Nachträgliche Dämmung der Abseite, der Dachschräge oder des Dachbodens.


Es ist ein allzu bekanntes Szenario für viele Bewohner von Dachgeschosswohnungen oder Häusern mit ausgebauten Dachböden: Trotz voll aufgedrehter Heizung im Winter dringt die Kälte durch jede Ritze, während im Sommer die Hitze unerträglich wird. Die Ursache liegt oft in einer unzureichenden oder gänzlich fehlenden Dachdämmung.


Doch was tun, wenn eine komplette Erneuerung des Daches nicht infrage kommt, sei es aus finanziellen Gründen oder weil der Ausbau bereits abgeschlossen ist? Die nachträgliche Dämmung bietet hier effektive Lösungen, um den Wohnkomfort signifikant zu verbessern und gleichzeitig Energiekosten zu senken.


Dämmung einer Abseite von innen
Dämmung Abseite

Wir möchten Ihnen helfen zu evaluieren welche nachträglichen Dämmaßnahmen es für das Dach gibt und wie diese helfen können.


 

Von innen oder von außen dämmen?

Dämmung Dachschräge von außen

Die Entscheidung, ob von innen oder außen gedämmt werden soll, hängt von verschiedenen Faktoren ab. Die Aufsparrendämmung von außen erfordert zwar das Abdecken des Daches und somit höhere Kosten, bietet aber auch Vorteile, wie die Vermeidung von Wärmebrücken. Eine alternative Methode, die Einblasdämmung von außen, ermöglicht es, das Dach gezielt und mit minimalen Eingriffen zu öffnen, das Dämmmaterial einzublasen und anschließend alles fachgerecht zu verschließen. Diese Methode ist besonders effektiv, wenn ein zugänglicher Hohlraum vorhanden ist.

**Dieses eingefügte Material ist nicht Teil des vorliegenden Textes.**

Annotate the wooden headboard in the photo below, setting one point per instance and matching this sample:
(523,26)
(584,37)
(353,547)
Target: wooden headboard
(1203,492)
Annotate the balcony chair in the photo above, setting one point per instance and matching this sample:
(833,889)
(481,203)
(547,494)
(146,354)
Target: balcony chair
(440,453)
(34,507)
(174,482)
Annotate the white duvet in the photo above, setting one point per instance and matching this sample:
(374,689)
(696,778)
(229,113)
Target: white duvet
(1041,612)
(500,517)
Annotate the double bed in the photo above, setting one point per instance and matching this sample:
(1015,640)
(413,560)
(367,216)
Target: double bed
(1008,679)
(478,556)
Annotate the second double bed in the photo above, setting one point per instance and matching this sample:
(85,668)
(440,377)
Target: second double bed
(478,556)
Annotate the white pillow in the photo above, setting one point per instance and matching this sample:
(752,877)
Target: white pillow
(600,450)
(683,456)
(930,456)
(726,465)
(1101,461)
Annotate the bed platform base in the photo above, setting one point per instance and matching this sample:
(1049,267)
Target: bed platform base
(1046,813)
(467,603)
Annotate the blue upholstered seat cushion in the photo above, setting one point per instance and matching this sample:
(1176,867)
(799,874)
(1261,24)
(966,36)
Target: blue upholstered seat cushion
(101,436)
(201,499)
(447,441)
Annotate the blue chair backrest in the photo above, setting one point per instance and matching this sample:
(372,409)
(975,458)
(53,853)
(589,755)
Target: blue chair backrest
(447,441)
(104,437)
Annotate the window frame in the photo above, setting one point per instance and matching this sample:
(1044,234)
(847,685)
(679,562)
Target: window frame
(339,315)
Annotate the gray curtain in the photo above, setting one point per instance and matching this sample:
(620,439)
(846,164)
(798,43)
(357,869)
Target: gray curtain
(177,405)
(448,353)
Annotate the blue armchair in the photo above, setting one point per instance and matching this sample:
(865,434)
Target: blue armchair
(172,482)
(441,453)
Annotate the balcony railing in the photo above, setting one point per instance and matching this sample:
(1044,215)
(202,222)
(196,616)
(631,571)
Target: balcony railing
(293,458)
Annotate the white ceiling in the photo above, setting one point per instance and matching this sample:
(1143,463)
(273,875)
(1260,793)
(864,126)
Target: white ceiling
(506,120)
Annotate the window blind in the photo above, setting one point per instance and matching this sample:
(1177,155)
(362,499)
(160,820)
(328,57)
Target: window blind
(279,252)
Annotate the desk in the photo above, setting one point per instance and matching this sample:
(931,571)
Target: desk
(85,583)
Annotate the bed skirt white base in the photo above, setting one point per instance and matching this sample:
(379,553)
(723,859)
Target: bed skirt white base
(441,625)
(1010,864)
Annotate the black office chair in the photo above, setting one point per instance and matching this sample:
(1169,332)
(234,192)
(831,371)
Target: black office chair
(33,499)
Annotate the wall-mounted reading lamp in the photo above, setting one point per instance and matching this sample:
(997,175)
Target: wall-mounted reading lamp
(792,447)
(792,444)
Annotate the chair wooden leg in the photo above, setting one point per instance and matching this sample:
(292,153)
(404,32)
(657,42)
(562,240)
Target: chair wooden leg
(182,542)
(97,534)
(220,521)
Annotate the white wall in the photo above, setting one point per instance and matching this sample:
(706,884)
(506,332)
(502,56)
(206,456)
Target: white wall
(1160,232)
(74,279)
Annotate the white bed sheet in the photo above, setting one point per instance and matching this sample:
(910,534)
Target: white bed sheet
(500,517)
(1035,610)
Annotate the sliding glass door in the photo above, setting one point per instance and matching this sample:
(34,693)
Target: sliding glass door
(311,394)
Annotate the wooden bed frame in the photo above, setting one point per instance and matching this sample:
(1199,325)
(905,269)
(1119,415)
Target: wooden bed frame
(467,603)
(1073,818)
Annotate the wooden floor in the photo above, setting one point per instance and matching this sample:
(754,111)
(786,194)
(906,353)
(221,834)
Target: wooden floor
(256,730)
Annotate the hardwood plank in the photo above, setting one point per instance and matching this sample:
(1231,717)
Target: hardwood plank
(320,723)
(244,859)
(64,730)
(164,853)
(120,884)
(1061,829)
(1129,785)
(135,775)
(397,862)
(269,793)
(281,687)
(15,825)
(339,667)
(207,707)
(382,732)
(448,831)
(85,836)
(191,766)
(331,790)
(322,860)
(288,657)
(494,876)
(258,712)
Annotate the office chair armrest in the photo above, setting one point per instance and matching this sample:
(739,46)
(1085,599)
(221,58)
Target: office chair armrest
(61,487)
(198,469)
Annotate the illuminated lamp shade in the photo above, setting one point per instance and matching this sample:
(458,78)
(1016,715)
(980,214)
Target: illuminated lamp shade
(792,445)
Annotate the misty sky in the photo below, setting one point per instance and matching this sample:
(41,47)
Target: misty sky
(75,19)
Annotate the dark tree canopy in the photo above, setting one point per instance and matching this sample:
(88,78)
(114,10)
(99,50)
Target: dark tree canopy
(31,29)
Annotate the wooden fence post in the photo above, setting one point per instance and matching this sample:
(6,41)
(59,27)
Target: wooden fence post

Soll die Dämmung von innen erfolgen, bietet die Zwischensparren- und/oder Untersparrendämmung mit Dämmatten eine effektive Lösung, insbesondere wenn der Dachboden noch nicht ausgebaut ist. Bei bereits ausgebauten Dächern erweist sich die Einblasdämmung als besonders praktikabel. Durch wenige Öffnungen im Trockenbau kann das Dämmmaterial in den Hohlraum eingebracht werden, was eine schnelle und effiziente Isolierung ermöglicht.



Welche Bereiche können gedämmt werden?

Die Dämmung kann in verschiedenen Bereichen des Daches erfolgen, um eine optimale Isolierung zu gewährleisten:


Dämmung Dachschräge mit Zellulose
Dämmung Dachschräge mit Zellulose

Dachschrägen: Wie oben beschrieben, kann hier mit Dämmmatten auf, zwischen und unter den Sparren gedämmt werden. Mithilfe der Einblasdämmung ist es zusätzlich möglich, zwischen den Sparren und auch darunter zu dämmen, vorausgesetzt, es existiert ein Hohlraum und der Dachaufbau erlaubt eine Dämmung. Das Einblasen kann vom Spitzboden, von außen und gegebenenfalls von innen erfolgen.


Dachbodendämmung mit begehbarer Konstruktion
Dachbodendämmung mit begehbarer Konstruktion

Oberste Geschossdecke: Hier kann das Dämmmaterial offen aufgeblasen werden, und bei Bedarf kann eine begehbare Konstruktion erstellt werden.





Dämmung Abseite oder Drempel
Dämmung Abseite oder Drempel

Abseiten: Der dreieckige Hohlraum am Fuß des Daches kann mit Einblasdämmung ausgefüllt werden, was den Wärmeschutz und Wohnkomfort verbessert und gleichzeitig Installationsleitungen vor Frost schützt.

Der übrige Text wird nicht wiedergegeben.